May 16, 2008|By Brent Jones | Brent Jones,Sun reporter

About 30 students from a tutoring and advocacy group continued to protest the mayor's proposed budget by pitching tents outside City Hall before deciding late last night to heed a police ultimatum to clear the area.

Dozens of high school and college students from the Baltimore Algebra Project have slept on the lawn since Tuesday. City police asked them to leave by 9 p.m. yesterday.

The students remained well past the deadline, chanting and waving signs asking for $3 million to help pay for Peer-to-Peer Enterprises, a mentoring program that Mayor Sheila Dixon has said should be funded through the city school system.

FOR THE RECORD - An article in yesterday's Maryland section incorrectly stated that Baltimore police ordered student protesters to leave the plaza outside City Hall on Thursday night. Sterling Clifford, a spokesman for city police and the mayor, said the protesters had violated a permit from the Department of Recreation and Parks, and it was park rangers and representatives from the city's emergency management agency who ordered the protesters to leave. There were no city police officers at the scene, Clifford said.
The Sun regrets the error.

Sterling Clifford, a spokesman for the Police Department and the mayor, said police wanted the students to leave because they had violated the terms of their protest permit, which ended at nightfall.

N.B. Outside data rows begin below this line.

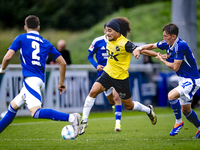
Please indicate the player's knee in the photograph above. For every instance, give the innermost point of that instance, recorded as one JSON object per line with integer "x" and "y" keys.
{"x": 128, "y": 107}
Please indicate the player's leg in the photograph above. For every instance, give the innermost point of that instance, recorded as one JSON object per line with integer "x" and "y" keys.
{"x": 89, "y": 102}
{"x": 32, "y": 92}
{"x": 114, "y": 99}
{"x": 134, "y": 105}
{"x": 15, "y": 104}
{"x": 173, "y": 96}
{"x": 191, "y": 116}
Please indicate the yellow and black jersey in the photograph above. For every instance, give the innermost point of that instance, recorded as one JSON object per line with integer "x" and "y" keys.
{"x": 119, "y": 57}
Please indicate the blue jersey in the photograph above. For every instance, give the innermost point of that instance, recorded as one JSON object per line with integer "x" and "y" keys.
{"x": 98, "y": 47}
{"x": 181, "y": 51}
{"x": 34, "y": 50}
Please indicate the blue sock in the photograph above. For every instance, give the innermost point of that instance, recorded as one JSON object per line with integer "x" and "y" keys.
{"x": 51, "y": 114}
{"x": 8, "y": 118}
{"x": 118, "y": 112}
{"x": 192, "y": 117}
{"x": 176, "y": 107}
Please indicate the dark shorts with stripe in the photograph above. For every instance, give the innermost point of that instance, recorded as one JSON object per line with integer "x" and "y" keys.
{"x": 121, "y": 86}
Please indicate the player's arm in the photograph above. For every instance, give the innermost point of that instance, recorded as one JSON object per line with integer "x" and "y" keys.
{"x": 93, "y": 62}
{"x": 6, "y": 60}
{"x": 174, "y": 66}
{"x": 61, "y": 86}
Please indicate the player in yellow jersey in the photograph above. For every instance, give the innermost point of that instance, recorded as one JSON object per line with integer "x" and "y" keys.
{"x": 119, "y": 50}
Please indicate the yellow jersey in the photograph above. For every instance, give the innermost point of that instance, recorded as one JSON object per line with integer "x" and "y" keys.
{"x": 118, "y": 59}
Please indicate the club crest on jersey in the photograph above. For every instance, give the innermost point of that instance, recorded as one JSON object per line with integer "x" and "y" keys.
{"x": 117, "y": 48}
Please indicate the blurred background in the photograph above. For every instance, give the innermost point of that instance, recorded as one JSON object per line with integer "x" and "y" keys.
{"x": 78, "y": 22}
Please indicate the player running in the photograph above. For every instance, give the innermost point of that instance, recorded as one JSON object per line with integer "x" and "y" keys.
{"x": 115, "y": 73}
{"x": 33, "y": 53}
{"x": 98, "y": 48}
{"x": 182, "y": 61}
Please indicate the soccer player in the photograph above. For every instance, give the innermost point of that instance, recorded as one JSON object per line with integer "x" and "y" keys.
{"x": 115, "y": 73}
{"x": 34, "y": 50}
{"x": 181, "y": 60}
{"x": 98, "y": 48}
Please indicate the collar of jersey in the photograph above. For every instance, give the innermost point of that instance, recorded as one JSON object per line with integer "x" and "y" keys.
{"x": 34, "y": 32}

Shorty before 11 p.m., after police gave them a final 10-minute deadline, the students decided to move their tents to the Hollywood Diner nearby.

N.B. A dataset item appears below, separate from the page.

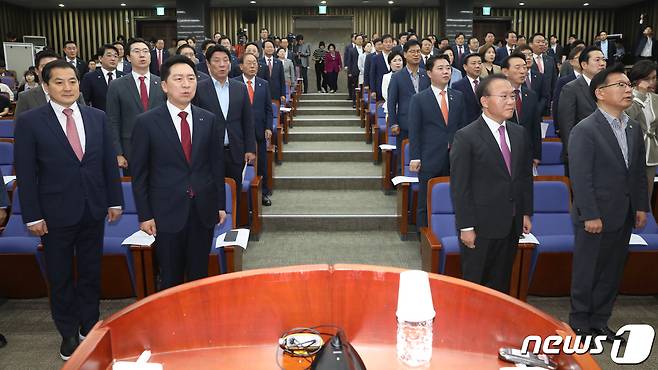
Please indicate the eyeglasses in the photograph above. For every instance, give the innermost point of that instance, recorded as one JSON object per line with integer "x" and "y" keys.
{"x": 621, "y": 85}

"It's really dangerous for them to be out here," said Clifford, who was at the scene.

Cherdaya Allen, 17, a junior at Western High School, said the students want a formal meeting with Dixon and will continue to protest until one is scheduled.

Students want the money to start an investment fund that would expand the Peer-to-Peer program.

Of the 20 youth groups participating in the program, about 10 pay at least a few students for their work.

The proposed investment fund, which would be overseen by a board with student and adult representatives and administered by the Baltimore Community Foundation, would make an expansion possible.

Groups would submit proposals for youth work that the board would be subject to the board's approval.

The $3 million would be used to hire 700 to 1,000 youths, who would serve 2,000 to 6,000 of their peers, the group estimates.

Clifford said the mayor has no plans to put the money in the budget.

Nicole Cheatham, 17, said the protests will get more intense until the program is funding by the city.

Dixon "is sleeping on us, so we're sleeping on her," Cheatham said. "Next we're going to do a hunger strike."